Natural Language Processing
If the company deals with text data, you can expect some questions on NLP and Information Retrieval:
- What is NLP? How is it related to Machine Learning?
- How would you turn unstructured text data into structured data usable for ML models?
- What is the Vector Space Model?
- What is TF-IDF?
- Which distances and similarity measures can we use to compare documents? What is cosine similarity?
- Why do we remove stop words? When do we not remove them?
- Language Models. What is -Grams?
- Are all features equally good?
- What are the downfalls of using too many or too few variables?
- How many features should you use? How do you select the best features?
- What is Feature Selection and why do we need it?
- Describe several feature selection methods. Are these methods depend on the model or not?
- You have built several different models. How would you select the best one?
- You have one model and want to find the best set of parameters for this model. How would you do that?
- How would you look for the best parameters? Do you know something else apart from grid search?
- What is Cross-Validation?
- What is 10-Fold CV?
- What is the difference between holding out a validation set and doing 10-Fold CV?
- How do you know if your model overfits?
- How do you assess the results of a logistic regression?
- Which evaluation metrics you know? Something apart from accuracy?
- Which is better: Too many false positives or too many false negatives?
- What precision and recall are?
- What is a ROC curve? What is AU ROC (AUC)? How to interpret the curve and AU ROC?
- Do you know about Concordance or Lift?
- You have a marketing campaign and you want to send emails to users. You developed a model for predicting if a user will reply or not. How can you evaluate this model? Is there a chart you can use?
Curse of Dimensionality
- What is Curse of Dimensionality? How does it affect distance and similarity measures?
- What are the problems of large feature space? How does it affect different models, e.g. OLS? What about computational complexity?
- What dimensionality reductions can be used for preprocessing the data?
- What is the difference between density-sparse data and dimensionally-sparse data?
- You are training an image classifier with limited data. What are some ways you can augment your dataset?
Knowledge in Computer Science is as important for Data Science as knowledge in Machine Learning. So you may get the same type of questions as for any software developer position, but possibly with lower expectations on your answers.
I was a Java developer for quite some time, and I prepared a list of questions I asked (and often was asked) on Java interviews: Java Inteview questions. This list can also be helpful for preparing to a Data Science interview.
Libraries and Tools
Apart from basics of Java/Scala/Python/etc, you may be asked about libraries for data analysis:
- Which libraries for data analysis do you know in Python/R/Java?

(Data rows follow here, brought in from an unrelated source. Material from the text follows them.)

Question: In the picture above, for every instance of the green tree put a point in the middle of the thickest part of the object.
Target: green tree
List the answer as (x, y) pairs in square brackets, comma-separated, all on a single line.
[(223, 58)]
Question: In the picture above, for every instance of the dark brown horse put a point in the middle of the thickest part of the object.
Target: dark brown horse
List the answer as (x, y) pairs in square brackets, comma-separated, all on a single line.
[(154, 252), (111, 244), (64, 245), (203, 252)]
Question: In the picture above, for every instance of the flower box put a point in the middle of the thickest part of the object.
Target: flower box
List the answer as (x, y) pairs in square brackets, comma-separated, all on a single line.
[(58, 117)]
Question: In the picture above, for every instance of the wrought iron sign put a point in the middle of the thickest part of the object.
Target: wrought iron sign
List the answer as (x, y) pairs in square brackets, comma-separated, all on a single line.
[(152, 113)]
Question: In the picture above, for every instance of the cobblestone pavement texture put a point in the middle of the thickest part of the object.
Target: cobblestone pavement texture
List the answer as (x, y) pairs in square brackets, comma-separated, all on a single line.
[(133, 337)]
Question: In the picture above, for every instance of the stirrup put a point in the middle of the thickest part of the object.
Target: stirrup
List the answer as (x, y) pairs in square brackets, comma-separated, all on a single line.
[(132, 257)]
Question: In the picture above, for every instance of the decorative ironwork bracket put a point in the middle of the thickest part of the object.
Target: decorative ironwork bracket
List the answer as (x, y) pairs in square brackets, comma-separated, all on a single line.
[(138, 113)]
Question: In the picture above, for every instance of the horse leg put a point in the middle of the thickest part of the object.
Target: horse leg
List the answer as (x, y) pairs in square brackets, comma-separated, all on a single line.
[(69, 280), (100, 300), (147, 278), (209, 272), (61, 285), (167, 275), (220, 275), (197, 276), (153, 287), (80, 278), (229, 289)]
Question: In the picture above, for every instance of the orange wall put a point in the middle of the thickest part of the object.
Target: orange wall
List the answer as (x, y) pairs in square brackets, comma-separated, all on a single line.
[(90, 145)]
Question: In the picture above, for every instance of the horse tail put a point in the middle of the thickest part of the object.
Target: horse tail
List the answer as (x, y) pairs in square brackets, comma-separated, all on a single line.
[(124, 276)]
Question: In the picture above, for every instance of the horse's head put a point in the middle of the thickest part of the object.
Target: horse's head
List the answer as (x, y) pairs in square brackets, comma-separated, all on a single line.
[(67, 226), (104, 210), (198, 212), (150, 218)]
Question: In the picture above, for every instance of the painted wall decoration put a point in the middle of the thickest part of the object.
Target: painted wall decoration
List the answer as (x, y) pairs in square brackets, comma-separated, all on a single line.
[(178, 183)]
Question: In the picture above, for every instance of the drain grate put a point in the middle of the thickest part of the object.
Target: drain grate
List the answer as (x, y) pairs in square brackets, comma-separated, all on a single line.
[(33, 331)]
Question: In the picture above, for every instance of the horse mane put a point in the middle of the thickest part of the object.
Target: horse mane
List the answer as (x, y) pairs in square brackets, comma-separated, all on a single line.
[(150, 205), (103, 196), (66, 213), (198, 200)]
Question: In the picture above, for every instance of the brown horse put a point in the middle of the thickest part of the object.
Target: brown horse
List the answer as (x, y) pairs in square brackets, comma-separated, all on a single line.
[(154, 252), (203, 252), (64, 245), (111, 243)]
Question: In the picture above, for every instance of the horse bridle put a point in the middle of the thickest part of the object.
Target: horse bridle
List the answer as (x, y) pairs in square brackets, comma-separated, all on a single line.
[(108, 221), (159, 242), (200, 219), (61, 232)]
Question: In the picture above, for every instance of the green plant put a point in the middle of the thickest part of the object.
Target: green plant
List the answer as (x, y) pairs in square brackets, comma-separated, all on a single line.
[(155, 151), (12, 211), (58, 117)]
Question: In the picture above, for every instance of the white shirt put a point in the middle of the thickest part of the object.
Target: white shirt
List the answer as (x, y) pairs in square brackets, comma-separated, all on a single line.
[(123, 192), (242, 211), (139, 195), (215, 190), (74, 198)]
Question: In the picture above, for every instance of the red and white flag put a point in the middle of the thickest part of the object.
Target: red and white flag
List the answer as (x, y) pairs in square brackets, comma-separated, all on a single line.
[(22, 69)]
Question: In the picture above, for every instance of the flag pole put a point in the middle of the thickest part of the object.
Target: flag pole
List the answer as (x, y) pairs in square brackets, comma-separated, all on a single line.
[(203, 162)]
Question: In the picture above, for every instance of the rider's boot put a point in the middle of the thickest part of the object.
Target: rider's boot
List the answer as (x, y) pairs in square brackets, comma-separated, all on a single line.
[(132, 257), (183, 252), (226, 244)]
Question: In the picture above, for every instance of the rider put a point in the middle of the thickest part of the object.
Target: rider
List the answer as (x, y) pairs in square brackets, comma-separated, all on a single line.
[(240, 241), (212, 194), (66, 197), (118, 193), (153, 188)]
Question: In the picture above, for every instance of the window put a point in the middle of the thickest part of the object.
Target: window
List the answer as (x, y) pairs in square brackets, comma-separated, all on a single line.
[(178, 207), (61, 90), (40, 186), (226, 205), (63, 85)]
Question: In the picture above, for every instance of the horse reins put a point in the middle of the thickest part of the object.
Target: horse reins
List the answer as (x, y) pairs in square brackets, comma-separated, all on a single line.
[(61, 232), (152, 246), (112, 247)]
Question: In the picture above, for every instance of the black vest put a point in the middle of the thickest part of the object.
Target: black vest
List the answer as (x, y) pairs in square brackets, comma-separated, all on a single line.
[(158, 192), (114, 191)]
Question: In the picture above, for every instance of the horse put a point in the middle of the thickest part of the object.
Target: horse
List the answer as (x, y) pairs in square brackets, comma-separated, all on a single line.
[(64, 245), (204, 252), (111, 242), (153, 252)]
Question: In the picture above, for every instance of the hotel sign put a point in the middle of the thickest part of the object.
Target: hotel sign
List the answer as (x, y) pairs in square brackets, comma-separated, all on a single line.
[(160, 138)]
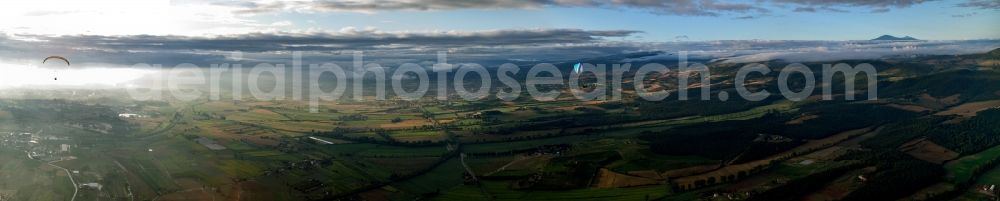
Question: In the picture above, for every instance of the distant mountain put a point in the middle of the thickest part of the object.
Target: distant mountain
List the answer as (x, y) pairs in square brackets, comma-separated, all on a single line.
[(890, 37)]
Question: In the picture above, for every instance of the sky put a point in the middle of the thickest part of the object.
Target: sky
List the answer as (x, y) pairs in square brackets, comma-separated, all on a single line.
[(116, 33), (667, 20)]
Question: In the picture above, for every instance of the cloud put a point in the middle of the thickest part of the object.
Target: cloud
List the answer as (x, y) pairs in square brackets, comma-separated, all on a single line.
[(855, 3), (665, 7), (805, 9), (387, 47), (981, 4)]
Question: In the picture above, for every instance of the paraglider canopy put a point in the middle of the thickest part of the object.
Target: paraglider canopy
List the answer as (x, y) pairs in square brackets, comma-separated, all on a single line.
[(56, 58)]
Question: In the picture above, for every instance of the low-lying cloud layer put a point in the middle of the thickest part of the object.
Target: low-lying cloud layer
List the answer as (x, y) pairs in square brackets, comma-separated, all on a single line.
[(484, 47)]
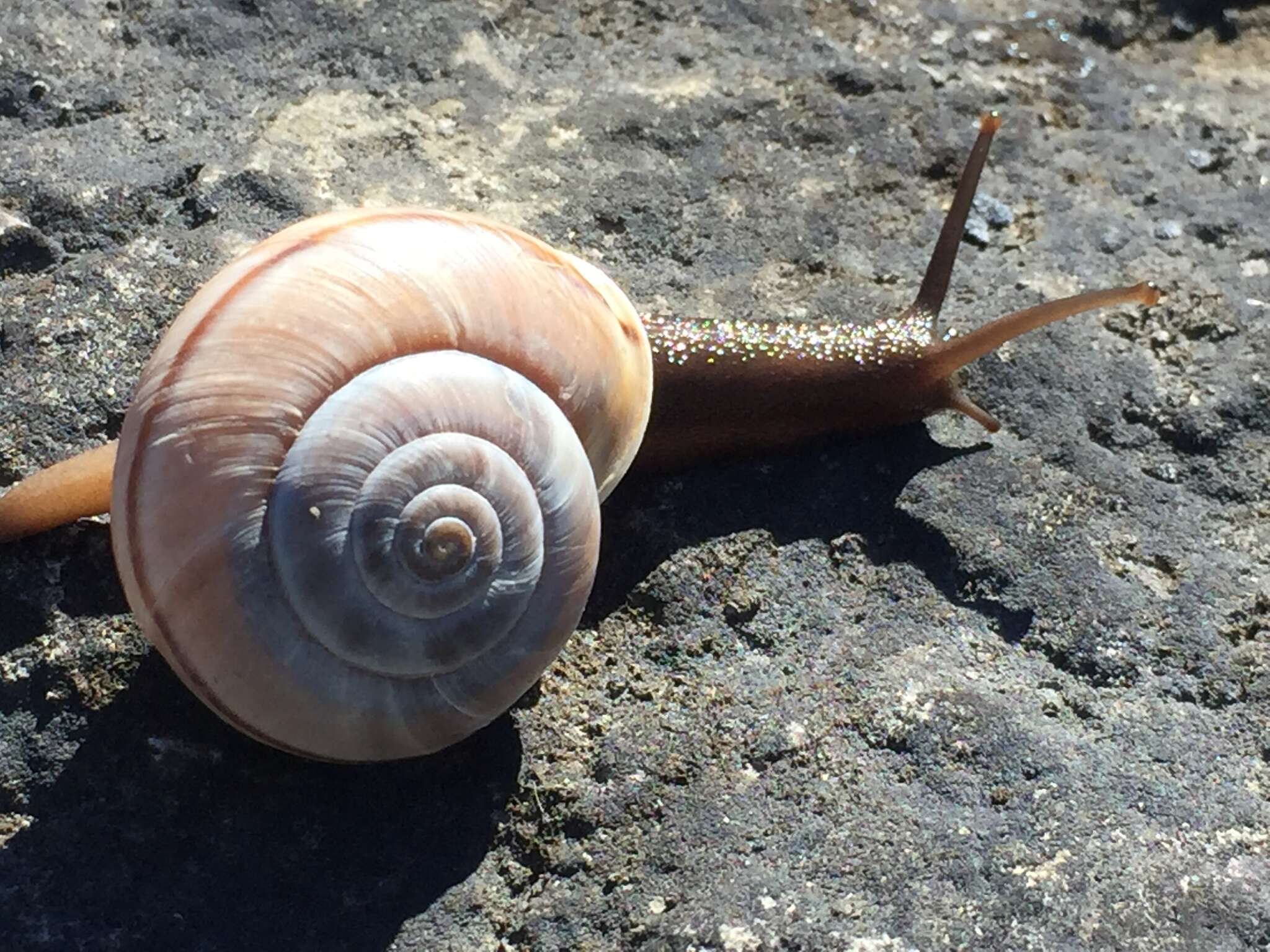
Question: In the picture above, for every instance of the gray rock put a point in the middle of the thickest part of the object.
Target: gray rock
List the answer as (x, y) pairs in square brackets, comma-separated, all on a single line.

- Have you used numpy, scipy, pandas, sklearn?
- What are some features of the sklearn api that differentiate it from fitting models in R?
- What are some features of pandas/scipy that you like? Hate? Same questions for R.
- Why is “vectorization” such a powerful method for optimizing numerical code? What is going on that makes the code faster relative to alternatives like nested for loops?
- When is it better to write your own code than using a data science software package?
- State any 3 positive and negative aspects about your favorite statistical software.
- Describe a difficult bug you’ve encountered and how you resolved it.
- How does floating point affect precision of calculations? Equality tests?
- What is BLAS? LAPACK?
- Have you been involved in database design and data modeling?
- SQL-Related questions: e.g. what’s group by?
- Or given some DB schema you may be asked to write a simple SQL query.
- What is a “star schema”? “snowflake schema”?
- Describe different NoSQL technologies you’re familiar with, what they are good at, and what they are bad at.
Distributed Systems and Big Data
Basic “Big Data” questions:
- What is the biggest data set that you have processed and how did you process it? What was the result?
- Have you used Apache Hadoop, Apache Spark, Apache Flink? Why? Have you used Apache Mahout?
- What are the advantages/disadvantages of “shared-nothing” architecture?
- What is MapReduce? Why is it “shared-nothing” architecture?
- Can you implement word count in MapReduce? What about something a bit more complex like TF-IDF? Naive Bayes?
- What is load balance? How to make sure a MapReduce application has good load balance?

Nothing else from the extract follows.